ITS Blog

Covid-19 smartphone-based contact tracking and tracing: an international perspective

Bronwyn Howell, October 2020

Last month, the International Telecommunications Society, a forum for leading practitioners, academics and policy-makers to meet and share ideas, hosted a webinar involving participants from 27 countries (and according to ITS Chair Stephen Schmidt, “from every continent other than Antarctica”) on technology-based Covid-19 tracking and tracing apps. True to the Society’s ethos, the seminar included presenters from all four corners of the globe, presenting a multi-disciplinary array of perspectives – economic, legal, technological – across all of its academic, industry, policy and regulatory constituencies. A video of the 2-hour webinar is available here, with presenters’ slides here.

To recap, contact tracing during a pandemic is a public health-based initiative whereby the close contacts of an individual found to have contracted the illness (in this case, Covid-19) – those individuals who have been in sufficiently close contact with the infected person for transmission of the illness to be likely – are identified, listed, notified and followed up to ensure that they take necessary steps to both identify if they have, indeed, been infected (usually by testing) and to prevent onward transmission of the disease in the wider community (e.g. isolation).

Apps and technology

While handset-based apps such as New Zealand’s NZ COVID Tracer, Australia’s COVIDSafe, Japan’s COCOA,  Austria’s STOPP CORONA, and the jointly-developed Apple/Google initiative have attracted much attention for their role in supplementing human contact tracing processes, the webinar identified that these apps are but a subset of the manifestly different ways that technologies can be harnessed to provide information about the disease and to facilitate its management.

For example, ‘floating” mobile phone data, collected and anonymised from mobile handsets as they (and their owners) move around can be mapped using machine learning with data about the time and location of where Covid-positive tests were taken to detect patterns in the way in which the virus is spreading in specific geographic locations.
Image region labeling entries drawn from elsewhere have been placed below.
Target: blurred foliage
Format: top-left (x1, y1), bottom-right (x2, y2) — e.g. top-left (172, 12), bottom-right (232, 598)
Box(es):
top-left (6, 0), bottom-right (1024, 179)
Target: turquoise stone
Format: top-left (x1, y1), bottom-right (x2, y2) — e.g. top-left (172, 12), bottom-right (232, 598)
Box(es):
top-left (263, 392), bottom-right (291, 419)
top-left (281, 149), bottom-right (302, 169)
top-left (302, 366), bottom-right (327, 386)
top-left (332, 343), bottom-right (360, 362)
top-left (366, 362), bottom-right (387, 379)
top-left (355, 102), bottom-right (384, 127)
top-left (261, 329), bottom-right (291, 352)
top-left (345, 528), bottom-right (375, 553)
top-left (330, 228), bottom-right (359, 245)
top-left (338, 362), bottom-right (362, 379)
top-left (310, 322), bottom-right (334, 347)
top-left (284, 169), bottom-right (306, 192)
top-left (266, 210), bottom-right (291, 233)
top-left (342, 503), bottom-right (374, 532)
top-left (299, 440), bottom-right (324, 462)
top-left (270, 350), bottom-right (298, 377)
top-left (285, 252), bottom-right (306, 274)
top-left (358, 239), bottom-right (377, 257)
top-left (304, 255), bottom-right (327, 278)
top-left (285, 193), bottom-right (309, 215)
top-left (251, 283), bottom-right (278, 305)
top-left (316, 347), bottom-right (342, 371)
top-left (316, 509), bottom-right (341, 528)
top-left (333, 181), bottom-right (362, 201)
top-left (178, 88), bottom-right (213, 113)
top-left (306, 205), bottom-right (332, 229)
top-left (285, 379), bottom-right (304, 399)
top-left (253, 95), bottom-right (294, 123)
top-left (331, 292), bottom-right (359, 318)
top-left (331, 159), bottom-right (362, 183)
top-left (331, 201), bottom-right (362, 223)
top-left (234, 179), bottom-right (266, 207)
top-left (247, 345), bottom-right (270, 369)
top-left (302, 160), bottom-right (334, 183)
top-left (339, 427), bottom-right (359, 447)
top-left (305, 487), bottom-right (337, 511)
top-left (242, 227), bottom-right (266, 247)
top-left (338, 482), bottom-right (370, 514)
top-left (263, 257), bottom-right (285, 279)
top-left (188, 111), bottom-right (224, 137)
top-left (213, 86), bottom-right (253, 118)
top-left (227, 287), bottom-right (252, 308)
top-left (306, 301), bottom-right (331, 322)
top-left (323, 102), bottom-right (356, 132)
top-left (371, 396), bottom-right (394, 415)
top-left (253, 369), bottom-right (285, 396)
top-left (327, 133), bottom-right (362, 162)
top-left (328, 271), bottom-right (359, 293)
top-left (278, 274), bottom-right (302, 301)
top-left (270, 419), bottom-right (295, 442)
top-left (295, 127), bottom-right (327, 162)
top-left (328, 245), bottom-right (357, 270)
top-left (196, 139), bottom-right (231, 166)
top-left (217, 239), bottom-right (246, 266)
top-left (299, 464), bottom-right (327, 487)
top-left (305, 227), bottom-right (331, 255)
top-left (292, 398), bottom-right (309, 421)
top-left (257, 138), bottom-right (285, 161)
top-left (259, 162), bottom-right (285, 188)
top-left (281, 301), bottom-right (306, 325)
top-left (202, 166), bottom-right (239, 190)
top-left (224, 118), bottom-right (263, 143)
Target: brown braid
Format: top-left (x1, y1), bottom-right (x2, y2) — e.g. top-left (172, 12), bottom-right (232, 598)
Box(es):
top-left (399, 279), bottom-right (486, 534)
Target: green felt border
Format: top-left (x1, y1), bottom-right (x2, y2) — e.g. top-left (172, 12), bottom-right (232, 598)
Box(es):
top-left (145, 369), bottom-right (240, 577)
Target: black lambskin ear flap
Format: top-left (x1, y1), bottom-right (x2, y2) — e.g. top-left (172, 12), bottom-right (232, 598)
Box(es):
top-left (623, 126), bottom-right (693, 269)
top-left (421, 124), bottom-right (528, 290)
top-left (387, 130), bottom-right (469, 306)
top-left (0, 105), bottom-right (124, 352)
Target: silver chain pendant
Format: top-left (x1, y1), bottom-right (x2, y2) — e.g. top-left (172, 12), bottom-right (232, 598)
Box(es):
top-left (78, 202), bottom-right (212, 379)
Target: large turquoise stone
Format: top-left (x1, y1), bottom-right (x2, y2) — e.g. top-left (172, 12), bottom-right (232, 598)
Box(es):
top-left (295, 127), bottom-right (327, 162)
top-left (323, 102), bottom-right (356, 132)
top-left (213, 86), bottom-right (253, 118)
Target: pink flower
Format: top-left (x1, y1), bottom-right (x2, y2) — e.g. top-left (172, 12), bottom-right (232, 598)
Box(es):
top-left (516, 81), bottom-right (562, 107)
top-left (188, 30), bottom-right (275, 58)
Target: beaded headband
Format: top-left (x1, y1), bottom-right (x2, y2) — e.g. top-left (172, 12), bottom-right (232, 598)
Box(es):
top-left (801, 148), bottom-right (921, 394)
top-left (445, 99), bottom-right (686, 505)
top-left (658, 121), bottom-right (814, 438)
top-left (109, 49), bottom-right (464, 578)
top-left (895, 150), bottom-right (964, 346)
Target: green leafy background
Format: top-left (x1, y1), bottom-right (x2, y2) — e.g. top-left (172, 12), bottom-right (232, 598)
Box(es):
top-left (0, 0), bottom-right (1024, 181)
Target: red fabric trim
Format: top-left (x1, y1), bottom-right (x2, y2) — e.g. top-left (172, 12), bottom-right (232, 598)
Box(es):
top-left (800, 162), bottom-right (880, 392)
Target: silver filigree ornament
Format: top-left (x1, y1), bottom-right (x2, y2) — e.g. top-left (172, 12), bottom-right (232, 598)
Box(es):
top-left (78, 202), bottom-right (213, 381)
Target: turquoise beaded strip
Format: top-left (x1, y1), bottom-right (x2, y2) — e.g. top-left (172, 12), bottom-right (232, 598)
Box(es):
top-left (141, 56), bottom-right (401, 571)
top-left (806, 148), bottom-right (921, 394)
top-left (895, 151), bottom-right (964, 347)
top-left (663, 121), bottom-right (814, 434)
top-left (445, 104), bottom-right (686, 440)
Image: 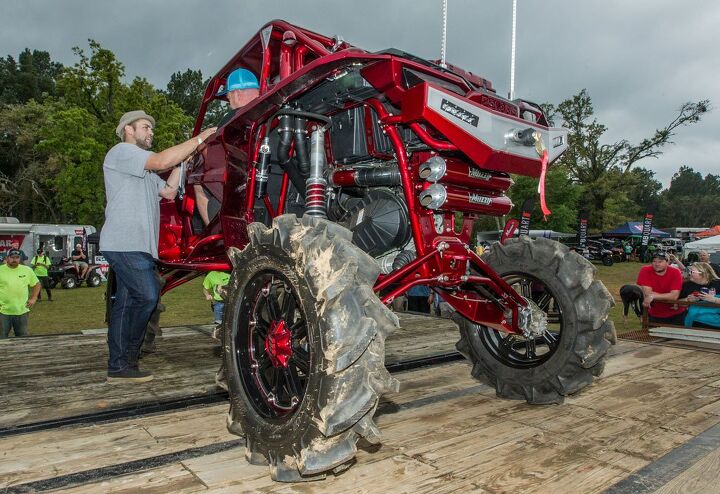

Such analysis, already undertaken in the United States and Germany, can prove useful in both mapping how the virus has spread and in predicting where future spread may occur. The latter application enables preventative measures (e.g. lockdowns, self-isolation of vulnerable individuals) to be taken in areas where it is expected the virus will spread, rather than relying on ex post contacting of individuals who have already been exposed, as occurs in traditional contact tracing. Such ‘fine tuning’ offers great promise for policy-makers looking to avoid costly blanket lockdowns over wide areas, when more selective ones could be equally as effective and less economically damaging.

Privacy, privacy, privacy

However, never far from the forefront in the international discussion was the nexus between the use of apps and individual privacy concerns.  Whilst it has been suggested that more extensive use of phone-based apps in Asia has been possible because of less importance placed on users’ privacy, and the ability to compel users to share information, it is not impossible to create apps where both privacy and app effectiveness can be combined. For example, the Australian and New Zealand apps have been developed with a strong privacy focus. Data is stored on phones, deleted after a defined time and shared with public health authorities only with the permission of the user when the user tests Covid-positive. Public health authorities then take the lead in subsequent contact tracing activity, ensuring that close contacts are followed up.

This differs from the approach in the Apple/Google app and in some European apps, where a great deal of reliance is placed on the individual phone owner, when notified of a likely contact, acting in an anticipated, and predictable manner (i.e. presenting for testing and self-isolating). The added assurances of privacy in these cases – around not sharing any information with health authorities for fear that the information may be mis-used – ensures that strict privacy requirements such as the EU’s GDPR are met, but potentially reduces the effectiveness of the apps in the first place.  The apparent lack of integration of the apps with public health initiatives was identified by some webinar participants as a notable weakness in the European approach to date.

Usage is all

A final take-out from the webinar was the fact that none of the apps will be able to deliver to their potential if they are not used (or if barriers exist to their adoption and use as a consequence of undue emphasis on privacy deterring their development and deployment). At the very least, it appears that more detailed and robust conversations about the willingness of individuals to forego some limited rights to privacy in exchange for the reduction in health risk for populations are indicated. Because even in those jurisdictions where privacy concerns have, to a large extent been addressed, voluntary app uptake and usage is underwhelming. For example, although NZ COVID Tracer has been downloaded by nearly 50 percent of the population (Figure 1), especially during a recent resurgence of the virus in August which led to re-imposition of lockdowns, the number of scans of QR codes per day peaked at less than 1.2 per app per day, and fell away rapidly as the outbreak came under control (Figure 2).

As Mr Schmidt summarised at the webinar, there are no “silver bullets” in the apps, but much that can be learned from sharing experiences.

Note: A previous version of this blog was published by the American Enterprise Institute here.